Martin carried his baby boy as he walked through the door of his Indianapolis home and collapsed. He remembers stretching his arms out to drop the boy on the couch, saving the impact. His wife rushed him to the hospital, where they ran tests and X-rays. He’ll never forget the doctor’s voice.
“I don’t know if you’re going to live or die,” he said. “This is very serious.”
Two more weeks of tests, and the doctors diagnosed advanced non-Hodgkin’s lymphoma. He told almost no one, preferring to fight alone. He says telling his mother was the hardest thing he’s ever done, like he somehow let her down by getting cancer. Even Keady found out only after a nurse spread word about the tall patient who wasn’t doing well.
They put him in chemotherapy immediately, so the next 4 1/2 months are still kind of a blur. Martin had two tubes sticking out of his chest to save his arms from all the shots. He remembers going in for treatment and asking about other patients.
“They’re gone,” was too often the response.
Monday treatments were the worst. He usually had a week or two off after, so they turned up the machines and left Martin so weak he couldn’t make it up the stairs when he got home. He slept on the couch.
He remembers opening his eyes at times, watching his baby boy crawl, or try for his first steps. Then Martin would go back to sleep. His swagger was gone. The boy who beat the streets of East St. Louis and a doomsday knee gave up.
“You never like to say that,” he says. “But the reality is there was nothing left in me. There was a lot of prayer. I knew I couldn’t win that fight by myself.”
But Martin did beat the cancer, recovering enough that he returned to basketball and led his CBA team in scoring. He was set to play again in Italy when Keady called with an offer to be an assistant coach.
Martin accepted immediately.
A Livestrong bracelet pokes out from under Cuonzo Martin’s right sleeve as he points to where he wants Jermaine Mallett. Doctors tell Martin the chances of the disease coming back are small now, so his focus right now is basketball, just as he likes it.
The problem is that Martin wants Mallett to trap the ball-handler, and Mallett knows this, but comes up just a half-second too late. Martin stomps his foot.
“C’mon,” he shouts, before pumping his fist when the Bears get the stop anyway.
This is the up-and-down business of college coaching, especially coaching a program that needed as much help as Missouri State.
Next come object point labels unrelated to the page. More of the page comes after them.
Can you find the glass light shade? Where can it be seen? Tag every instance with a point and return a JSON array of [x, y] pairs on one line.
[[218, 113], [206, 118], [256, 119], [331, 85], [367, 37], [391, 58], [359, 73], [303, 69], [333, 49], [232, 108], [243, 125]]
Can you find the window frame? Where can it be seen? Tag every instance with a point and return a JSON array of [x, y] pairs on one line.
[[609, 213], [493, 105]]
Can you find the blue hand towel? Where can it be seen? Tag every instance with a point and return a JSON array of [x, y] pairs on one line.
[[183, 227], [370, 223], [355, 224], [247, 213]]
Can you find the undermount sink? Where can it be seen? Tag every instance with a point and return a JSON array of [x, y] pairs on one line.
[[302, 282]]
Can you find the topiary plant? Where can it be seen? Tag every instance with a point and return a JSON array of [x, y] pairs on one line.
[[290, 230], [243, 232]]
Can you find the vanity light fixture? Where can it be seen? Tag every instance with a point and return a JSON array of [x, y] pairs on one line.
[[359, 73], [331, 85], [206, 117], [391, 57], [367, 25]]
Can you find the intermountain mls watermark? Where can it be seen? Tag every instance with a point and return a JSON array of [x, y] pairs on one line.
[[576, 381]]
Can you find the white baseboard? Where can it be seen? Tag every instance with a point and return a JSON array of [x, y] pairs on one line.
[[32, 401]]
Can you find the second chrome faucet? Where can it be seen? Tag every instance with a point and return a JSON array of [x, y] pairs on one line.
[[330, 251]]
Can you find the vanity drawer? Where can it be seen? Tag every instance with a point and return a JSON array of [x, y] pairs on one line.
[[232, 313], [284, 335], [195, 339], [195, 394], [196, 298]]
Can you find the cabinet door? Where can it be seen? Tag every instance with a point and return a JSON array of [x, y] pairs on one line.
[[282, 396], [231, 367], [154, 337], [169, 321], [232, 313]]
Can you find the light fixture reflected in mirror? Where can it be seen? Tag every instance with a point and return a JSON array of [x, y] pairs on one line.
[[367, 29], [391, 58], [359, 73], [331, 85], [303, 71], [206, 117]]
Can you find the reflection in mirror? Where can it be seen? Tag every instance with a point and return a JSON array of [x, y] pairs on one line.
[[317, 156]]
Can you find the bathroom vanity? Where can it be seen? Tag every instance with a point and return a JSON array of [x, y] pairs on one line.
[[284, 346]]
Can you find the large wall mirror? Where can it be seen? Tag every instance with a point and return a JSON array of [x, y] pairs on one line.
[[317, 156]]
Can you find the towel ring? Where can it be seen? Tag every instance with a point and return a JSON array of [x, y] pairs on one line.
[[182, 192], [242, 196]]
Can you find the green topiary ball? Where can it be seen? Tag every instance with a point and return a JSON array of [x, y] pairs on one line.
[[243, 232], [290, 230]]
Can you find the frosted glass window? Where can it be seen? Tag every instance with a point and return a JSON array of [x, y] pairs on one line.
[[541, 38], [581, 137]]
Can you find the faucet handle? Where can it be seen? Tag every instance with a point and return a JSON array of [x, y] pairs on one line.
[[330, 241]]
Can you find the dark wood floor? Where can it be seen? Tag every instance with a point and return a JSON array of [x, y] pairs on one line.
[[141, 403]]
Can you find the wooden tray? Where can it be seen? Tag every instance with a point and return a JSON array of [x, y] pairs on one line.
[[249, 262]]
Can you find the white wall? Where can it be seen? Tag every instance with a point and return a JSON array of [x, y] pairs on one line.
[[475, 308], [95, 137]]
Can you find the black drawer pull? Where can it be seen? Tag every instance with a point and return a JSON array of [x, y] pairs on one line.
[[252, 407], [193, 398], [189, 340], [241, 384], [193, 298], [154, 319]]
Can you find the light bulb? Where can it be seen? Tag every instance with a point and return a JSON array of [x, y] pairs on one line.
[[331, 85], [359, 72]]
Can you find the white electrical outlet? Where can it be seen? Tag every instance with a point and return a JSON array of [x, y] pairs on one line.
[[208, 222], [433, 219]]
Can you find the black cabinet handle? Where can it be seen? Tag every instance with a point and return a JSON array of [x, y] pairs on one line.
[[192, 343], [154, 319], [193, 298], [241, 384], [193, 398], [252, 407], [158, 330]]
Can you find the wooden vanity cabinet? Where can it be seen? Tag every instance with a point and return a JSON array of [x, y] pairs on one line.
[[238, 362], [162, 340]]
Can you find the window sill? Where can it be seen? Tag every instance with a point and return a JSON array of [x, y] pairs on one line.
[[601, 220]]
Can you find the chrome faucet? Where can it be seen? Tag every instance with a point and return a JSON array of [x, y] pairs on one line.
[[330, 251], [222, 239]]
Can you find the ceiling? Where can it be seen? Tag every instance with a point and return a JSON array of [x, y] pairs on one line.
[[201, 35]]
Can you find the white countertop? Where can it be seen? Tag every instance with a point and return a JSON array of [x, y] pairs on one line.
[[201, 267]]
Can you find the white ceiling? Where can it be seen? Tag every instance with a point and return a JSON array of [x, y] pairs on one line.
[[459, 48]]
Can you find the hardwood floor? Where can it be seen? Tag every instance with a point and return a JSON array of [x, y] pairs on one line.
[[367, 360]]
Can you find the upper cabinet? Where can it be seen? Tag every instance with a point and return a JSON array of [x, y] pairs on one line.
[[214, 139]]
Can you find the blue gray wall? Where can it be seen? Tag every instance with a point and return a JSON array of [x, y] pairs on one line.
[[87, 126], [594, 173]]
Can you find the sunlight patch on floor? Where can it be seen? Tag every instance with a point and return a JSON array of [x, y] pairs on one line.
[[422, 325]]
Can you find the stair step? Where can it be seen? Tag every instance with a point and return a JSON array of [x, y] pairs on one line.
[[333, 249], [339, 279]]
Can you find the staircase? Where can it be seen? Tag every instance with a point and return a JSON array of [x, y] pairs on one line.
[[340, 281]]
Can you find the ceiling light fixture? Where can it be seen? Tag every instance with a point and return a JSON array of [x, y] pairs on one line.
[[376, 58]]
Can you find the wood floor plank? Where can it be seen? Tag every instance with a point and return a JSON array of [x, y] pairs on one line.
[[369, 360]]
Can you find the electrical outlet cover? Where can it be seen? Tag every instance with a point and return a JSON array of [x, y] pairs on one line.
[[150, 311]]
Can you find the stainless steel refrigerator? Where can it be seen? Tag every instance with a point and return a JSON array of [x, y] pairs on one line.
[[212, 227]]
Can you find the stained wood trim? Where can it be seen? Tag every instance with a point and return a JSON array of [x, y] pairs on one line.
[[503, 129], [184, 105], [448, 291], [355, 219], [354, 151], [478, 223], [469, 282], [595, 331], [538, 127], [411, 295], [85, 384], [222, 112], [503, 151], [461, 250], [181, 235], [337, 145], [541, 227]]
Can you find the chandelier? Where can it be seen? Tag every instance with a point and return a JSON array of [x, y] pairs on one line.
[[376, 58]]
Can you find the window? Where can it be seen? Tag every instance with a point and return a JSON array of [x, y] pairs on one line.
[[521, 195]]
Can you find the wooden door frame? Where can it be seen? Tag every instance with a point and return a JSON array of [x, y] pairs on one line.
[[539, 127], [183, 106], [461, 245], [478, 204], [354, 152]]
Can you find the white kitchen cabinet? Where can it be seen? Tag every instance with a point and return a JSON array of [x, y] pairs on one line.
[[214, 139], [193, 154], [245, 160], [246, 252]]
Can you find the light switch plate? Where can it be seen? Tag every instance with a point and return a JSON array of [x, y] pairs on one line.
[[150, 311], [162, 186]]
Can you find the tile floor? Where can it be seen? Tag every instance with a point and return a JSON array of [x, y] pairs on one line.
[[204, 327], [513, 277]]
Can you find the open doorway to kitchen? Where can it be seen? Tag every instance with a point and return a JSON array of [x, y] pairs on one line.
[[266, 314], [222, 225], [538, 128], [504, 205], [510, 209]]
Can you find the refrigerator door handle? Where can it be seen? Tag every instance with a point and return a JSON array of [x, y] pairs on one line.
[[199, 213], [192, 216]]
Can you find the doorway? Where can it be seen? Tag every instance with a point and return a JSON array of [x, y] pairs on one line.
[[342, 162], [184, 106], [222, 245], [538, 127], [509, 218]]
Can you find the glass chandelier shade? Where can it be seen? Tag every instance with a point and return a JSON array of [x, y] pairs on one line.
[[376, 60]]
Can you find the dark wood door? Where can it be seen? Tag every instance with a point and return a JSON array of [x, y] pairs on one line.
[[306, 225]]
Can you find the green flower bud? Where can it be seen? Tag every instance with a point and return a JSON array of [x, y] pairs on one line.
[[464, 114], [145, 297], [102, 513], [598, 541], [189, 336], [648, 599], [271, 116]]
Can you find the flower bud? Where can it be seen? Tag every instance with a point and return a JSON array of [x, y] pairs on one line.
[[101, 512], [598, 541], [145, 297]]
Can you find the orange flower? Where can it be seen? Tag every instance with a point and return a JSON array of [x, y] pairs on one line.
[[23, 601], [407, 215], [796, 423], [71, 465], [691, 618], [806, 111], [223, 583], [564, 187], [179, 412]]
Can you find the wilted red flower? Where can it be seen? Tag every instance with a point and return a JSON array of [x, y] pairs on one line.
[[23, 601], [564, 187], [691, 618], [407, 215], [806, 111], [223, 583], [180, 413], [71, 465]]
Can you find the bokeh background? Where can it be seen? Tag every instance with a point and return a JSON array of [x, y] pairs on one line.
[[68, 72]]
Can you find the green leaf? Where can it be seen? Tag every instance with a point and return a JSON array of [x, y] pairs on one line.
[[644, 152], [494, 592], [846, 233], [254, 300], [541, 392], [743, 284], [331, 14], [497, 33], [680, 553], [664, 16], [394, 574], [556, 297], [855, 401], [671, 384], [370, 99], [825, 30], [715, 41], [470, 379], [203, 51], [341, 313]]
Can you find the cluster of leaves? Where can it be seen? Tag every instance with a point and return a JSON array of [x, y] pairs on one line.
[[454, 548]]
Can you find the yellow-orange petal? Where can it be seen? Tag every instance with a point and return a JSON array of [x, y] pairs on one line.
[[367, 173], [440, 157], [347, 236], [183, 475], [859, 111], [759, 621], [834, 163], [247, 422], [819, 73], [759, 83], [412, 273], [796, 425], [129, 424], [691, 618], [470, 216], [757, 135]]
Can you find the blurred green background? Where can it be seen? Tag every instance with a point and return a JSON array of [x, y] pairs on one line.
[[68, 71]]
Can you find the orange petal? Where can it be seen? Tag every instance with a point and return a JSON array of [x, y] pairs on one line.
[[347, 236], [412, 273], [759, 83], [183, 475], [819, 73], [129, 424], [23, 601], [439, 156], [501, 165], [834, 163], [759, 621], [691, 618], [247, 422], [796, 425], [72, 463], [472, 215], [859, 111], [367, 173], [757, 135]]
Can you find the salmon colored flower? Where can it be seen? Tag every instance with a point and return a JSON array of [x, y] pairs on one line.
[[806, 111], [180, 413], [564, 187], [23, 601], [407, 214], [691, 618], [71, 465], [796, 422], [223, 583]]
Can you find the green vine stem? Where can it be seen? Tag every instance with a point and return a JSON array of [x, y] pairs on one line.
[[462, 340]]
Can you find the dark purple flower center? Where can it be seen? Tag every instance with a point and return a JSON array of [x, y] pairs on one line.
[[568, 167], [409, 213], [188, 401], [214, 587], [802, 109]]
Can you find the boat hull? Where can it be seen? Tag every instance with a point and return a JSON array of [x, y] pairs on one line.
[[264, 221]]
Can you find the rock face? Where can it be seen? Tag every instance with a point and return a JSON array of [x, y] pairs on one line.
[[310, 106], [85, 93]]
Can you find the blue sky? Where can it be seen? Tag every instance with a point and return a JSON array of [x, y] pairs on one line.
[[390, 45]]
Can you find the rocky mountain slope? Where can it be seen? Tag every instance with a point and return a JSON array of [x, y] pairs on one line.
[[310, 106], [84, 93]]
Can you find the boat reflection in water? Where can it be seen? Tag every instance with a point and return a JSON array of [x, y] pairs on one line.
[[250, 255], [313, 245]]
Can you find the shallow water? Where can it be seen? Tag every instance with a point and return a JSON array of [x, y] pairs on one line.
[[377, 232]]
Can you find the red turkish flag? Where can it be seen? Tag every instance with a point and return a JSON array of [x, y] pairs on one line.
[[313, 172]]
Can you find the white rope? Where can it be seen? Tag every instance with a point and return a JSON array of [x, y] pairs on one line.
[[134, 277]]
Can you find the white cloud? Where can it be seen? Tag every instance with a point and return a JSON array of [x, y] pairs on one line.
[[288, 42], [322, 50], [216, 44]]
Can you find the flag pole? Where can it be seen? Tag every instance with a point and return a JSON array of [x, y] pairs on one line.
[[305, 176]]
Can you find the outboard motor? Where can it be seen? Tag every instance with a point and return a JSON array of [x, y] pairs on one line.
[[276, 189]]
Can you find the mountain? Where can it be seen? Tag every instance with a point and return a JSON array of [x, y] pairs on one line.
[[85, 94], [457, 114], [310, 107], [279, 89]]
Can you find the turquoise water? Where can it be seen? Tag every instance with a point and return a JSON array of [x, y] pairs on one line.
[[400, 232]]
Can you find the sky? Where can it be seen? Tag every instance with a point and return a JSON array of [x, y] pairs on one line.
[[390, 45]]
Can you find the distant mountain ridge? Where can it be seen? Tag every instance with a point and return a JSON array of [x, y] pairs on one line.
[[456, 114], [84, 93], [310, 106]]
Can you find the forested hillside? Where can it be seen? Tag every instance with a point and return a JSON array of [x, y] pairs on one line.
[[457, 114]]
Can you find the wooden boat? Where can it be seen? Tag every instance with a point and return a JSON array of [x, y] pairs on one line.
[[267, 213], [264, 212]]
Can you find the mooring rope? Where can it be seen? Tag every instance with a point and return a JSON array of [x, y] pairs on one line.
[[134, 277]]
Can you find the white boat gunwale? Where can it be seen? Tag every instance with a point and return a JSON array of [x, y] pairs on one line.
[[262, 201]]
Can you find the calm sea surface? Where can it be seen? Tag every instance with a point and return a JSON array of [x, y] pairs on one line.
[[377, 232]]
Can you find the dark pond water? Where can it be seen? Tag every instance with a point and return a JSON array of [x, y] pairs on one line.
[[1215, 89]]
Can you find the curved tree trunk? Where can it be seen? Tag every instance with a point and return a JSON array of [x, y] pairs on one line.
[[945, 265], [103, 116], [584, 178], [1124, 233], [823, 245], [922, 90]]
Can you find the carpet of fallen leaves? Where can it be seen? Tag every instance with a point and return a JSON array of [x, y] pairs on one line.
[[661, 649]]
Martin is proud of his team. They’re better than anybody expected — at least so far — but still only 70 percent of what he wants. He figures that last chunk of improvement will be equal parts athleticism, experience, and of course more toughness.
Even so, his team is 9-0 a season after winning just 11 times. Their next game is in St. Louis, just across the river from where Martin grew up and learned the toughness to beat the streets, a bad knee, and cancer.
If he can make it here, to coaching one of college basketball’s best stories, he dares you to think he can’t go even further.
“You can’t waver from tough,” he says. “Not where I’m from.”